Advising In the Great Resignation

Have the Rules Changed?

Recently Advisor Perspectives posted an advice column by Beverly Flaxington, a practice management consultant who helps financial advisors. In this particular column, she was presented with a query from an advisor, H.D., who objected to the idea that advisors must understand their clients’ goals and values to best help them achieve their financial goals:

I’m a finance guy. I have a master’s in finance, I’m a CFA® and spent years working toward my CPA. I value my education and I am not trained to get people to open up and to get clients to talk about their values in a manner that correlates to good investment decisions.

Isn’t there a place for good, old-fashioned investment advice and creating portfolios to meet target rates to ensure clients have enough money for retirement and beyond?

Is there a place for old-fashioned investment advice? Probably. Is there enough demand for that to sustain a practice? The answer may not be a simple one.

Even in the best of times, it’s necessary to cultivate curiosity and a desire to continue learning in order to stay competitive within one’s chosen profession. Times change and client needs change along with them; understanding those needs is key to serving them.

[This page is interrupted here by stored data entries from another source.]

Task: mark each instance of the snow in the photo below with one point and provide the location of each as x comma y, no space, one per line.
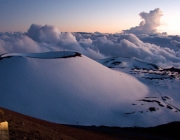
69,88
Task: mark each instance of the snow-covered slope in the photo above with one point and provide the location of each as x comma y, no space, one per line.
164,86
67,87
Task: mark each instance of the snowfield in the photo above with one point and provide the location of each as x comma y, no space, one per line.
67,87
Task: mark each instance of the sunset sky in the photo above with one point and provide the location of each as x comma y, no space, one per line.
108,16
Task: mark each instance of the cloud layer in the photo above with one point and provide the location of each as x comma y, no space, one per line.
159,49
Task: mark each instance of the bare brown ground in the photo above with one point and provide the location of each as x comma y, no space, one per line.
22,127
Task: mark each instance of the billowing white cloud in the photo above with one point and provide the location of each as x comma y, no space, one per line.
149,23
95,45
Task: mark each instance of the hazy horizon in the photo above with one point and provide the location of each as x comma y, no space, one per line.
87,16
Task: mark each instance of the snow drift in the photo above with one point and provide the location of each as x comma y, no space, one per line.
69,90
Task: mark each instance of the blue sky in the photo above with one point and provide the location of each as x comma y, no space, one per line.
86,15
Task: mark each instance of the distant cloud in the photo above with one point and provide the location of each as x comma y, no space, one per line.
158,48
149,24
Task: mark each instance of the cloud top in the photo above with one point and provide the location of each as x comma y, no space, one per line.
149,23
160,49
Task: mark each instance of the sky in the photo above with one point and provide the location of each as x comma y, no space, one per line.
106,16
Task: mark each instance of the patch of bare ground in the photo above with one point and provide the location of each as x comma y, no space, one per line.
22,127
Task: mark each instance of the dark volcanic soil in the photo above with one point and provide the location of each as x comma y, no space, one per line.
22,127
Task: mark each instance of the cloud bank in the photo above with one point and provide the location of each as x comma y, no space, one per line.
149,23
160,49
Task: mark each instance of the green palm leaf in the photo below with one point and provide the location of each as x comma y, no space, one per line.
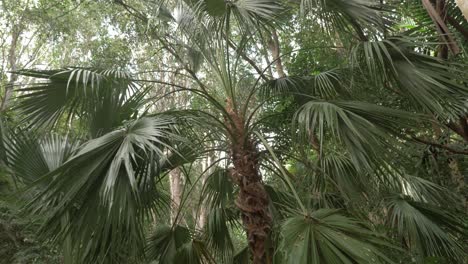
106,190
421,227
325,236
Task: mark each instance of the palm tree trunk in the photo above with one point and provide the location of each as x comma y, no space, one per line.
175,183
275,51
252,200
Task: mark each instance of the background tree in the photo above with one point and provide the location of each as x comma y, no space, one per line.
313,132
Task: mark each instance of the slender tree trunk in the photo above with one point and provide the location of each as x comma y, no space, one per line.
175,181
252,200
12,62
463,5
275,52
203,213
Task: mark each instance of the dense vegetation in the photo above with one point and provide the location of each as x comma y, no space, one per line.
243,131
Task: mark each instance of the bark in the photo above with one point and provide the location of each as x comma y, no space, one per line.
175,181
275,52
12,62
203,213
437,15
463,5
252,200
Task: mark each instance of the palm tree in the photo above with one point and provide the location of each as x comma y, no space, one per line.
98,188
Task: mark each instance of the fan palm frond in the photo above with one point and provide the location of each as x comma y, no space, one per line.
325,236
421,225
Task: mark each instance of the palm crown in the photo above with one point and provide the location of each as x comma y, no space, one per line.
99,189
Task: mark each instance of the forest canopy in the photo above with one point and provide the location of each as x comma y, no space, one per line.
234,131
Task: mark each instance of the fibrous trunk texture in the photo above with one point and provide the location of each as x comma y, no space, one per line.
175,181
252,200
463,5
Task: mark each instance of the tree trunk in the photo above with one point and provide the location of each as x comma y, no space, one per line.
203,213
175,181
463,5
12,62
275,52
252,200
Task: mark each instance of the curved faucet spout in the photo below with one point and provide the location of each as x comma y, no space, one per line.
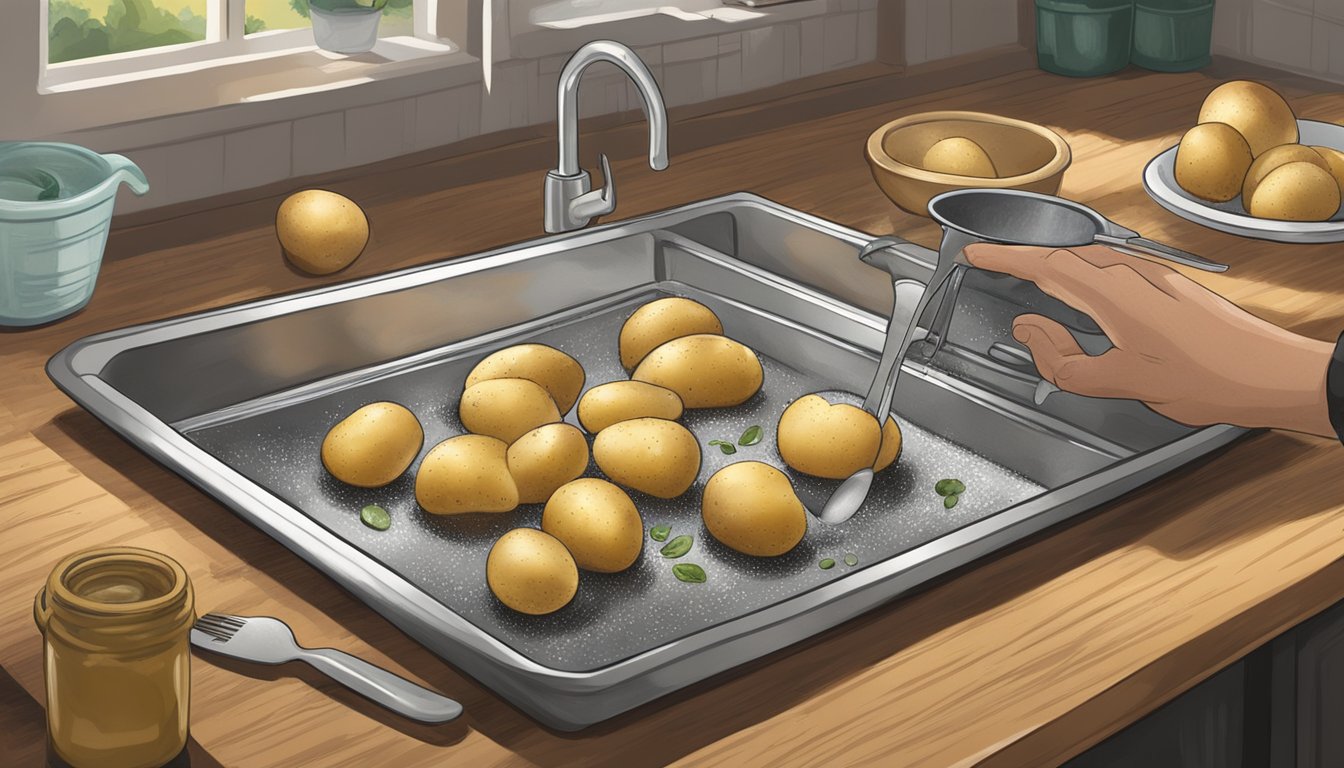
567,104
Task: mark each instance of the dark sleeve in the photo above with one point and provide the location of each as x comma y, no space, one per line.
1335,388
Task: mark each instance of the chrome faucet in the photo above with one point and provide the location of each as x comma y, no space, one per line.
570,199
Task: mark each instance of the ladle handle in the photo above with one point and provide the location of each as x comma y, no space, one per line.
1163,250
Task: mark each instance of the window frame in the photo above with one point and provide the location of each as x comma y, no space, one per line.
225,41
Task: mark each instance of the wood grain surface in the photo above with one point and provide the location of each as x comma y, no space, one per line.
1022,659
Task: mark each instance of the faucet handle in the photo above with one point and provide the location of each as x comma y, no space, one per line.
597,202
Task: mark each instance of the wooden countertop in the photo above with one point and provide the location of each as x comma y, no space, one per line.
1022,659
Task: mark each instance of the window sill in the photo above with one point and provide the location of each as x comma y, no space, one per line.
183,101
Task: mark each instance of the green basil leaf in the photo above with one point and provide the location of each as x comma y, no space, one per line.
375,518
678,546
688,572
949,487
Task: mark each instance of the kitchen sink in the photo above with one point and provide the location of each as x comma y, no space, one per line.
238,400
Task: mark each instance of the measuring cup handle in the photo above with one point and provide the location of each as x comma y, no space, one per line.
1169,253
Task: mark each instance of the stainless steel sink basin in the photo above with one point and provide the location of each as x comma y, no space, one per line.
238,400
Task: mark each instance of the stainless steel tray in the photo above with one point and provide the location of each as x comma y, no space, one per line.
238,400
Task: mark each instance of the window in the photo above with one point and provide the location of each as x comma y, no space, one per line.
89,39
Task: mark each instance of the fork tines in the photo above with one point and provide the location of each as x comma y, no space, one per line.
219,626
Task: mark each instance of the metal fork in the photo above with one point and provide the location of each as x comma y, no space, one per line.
270,642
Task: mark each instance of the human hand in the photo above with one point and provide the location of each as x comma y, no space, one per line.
1179,347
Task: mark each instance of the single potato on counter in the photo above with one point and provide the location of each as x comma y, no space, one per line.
506,409
751,507
467,474
660,322
961,158
597,522
374,445
531,572
608,404
546,459
559,374
655,456
704,370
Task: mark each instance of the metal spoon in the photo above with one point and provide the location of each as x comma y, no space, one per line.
910,300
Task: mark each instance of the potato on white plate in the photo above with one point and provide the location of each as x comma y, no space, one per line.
703,370
506,409
544,459
465,474
559,374
531,572
753,509
374,445
655,456
597,522
608,404
663,320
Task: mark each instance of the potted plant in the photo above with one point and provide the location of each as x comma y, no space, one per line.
343,26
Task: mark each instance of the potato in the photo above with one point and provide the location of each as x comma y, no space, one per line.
1211,162
597,522
506,409
465,474
320,232
961,158
656,456
546,459
559,374
891,444
374,445
825,440
1273,159
608,404
531,572
1257,112
751,507
1296,193
1335,160
663,320
703,370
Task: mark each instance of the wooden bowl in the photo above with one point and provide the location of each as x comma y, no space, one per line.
1027,156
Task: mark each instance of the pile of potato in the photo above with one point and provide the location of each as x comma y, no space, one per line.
518,451
1246,144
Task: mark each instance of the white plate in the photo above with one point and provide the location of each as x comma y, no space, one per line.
1230,217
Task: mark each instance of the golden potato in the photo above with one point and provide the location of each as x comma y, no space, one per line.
506,408
531,572
703,370
608,404
891,444
961,158
320,232
374,445
1257,112
656,456
559,374
663,320
751,507
597,522
825,440
1211,162
1335,160
1273,159
546,459
1296,193
465,474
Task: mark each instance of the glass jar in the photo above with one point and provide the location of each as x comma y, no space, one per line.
116,624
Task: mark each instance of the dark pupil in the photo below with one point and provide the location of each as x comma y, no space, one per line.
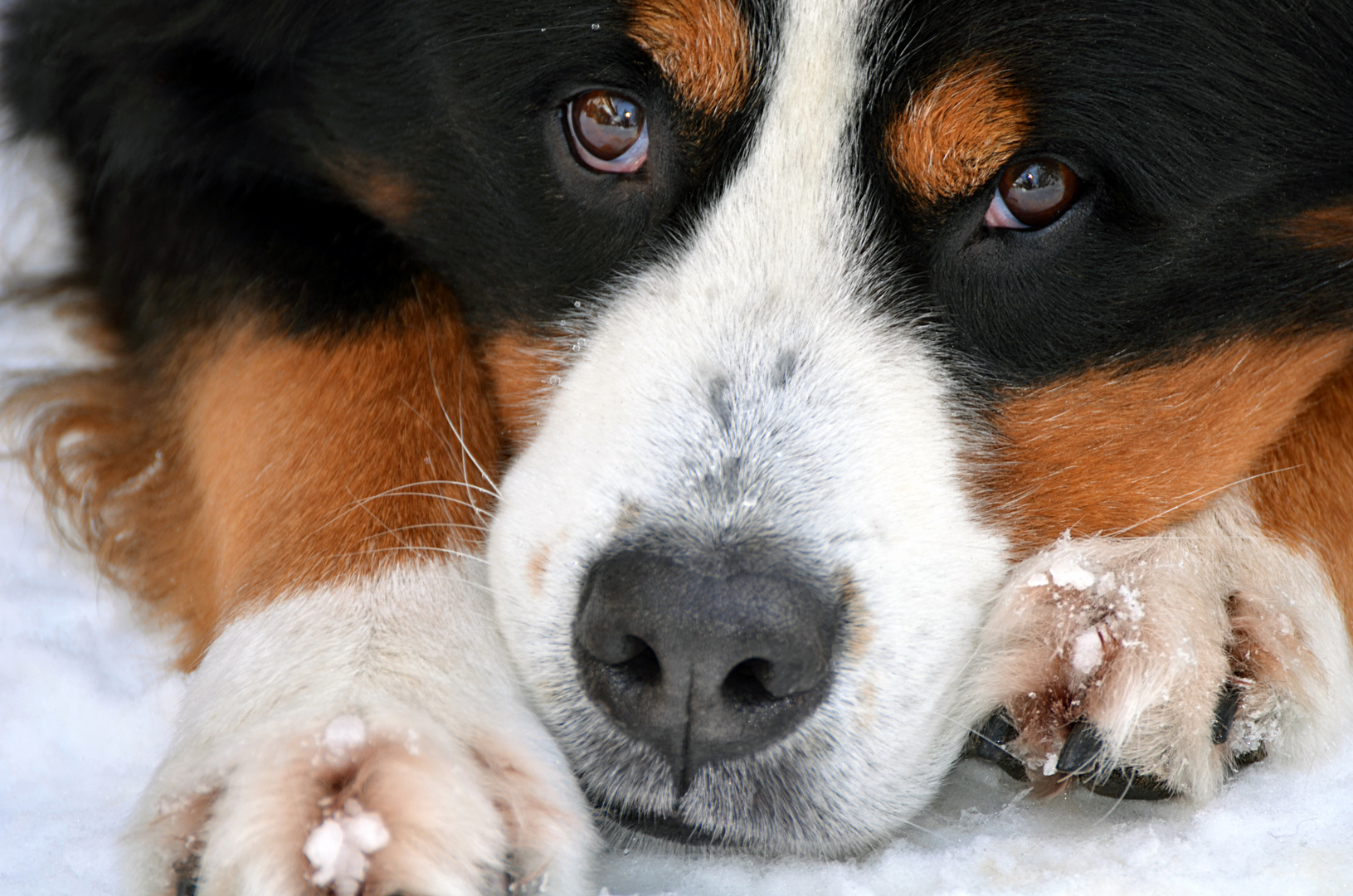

These, however, are not the best of times. We live in unprecedented times, in fact; so much so that it seems like we hear that phrase on a weekly, if not daily, basis. One of the unprecedented events financial advisors must keep abreast of is the Great Resignation. More than 40 million Americans quit their jobs last year. Whether these were people leaving jobs for better ones, retiring early, or pursuing other pastimes entirely, drilling down into the reasons people are leaving their jobs is becoming increasingly important for financial advisors.

As David Dubofsky and Lyle Sussman on WealthManagement.com put it:

The impact of clients’ resignations on their financial plans and life plans depends on their vision for the future. It’s one thing to quit because a client has, or anticipates quickly having, a new job. It’s another thing to quit for an extended period. Also, advising a client who quits a job at age 35 will entail very different planning than advising a client who quits a few years before receiving Social Security.

Ultimately, the Great Resignation requires financial planners to hit a moving target. Financial plans reflect a time horizon and assumptions about a projected income stream. A client who quits a job severely tests these assumptions.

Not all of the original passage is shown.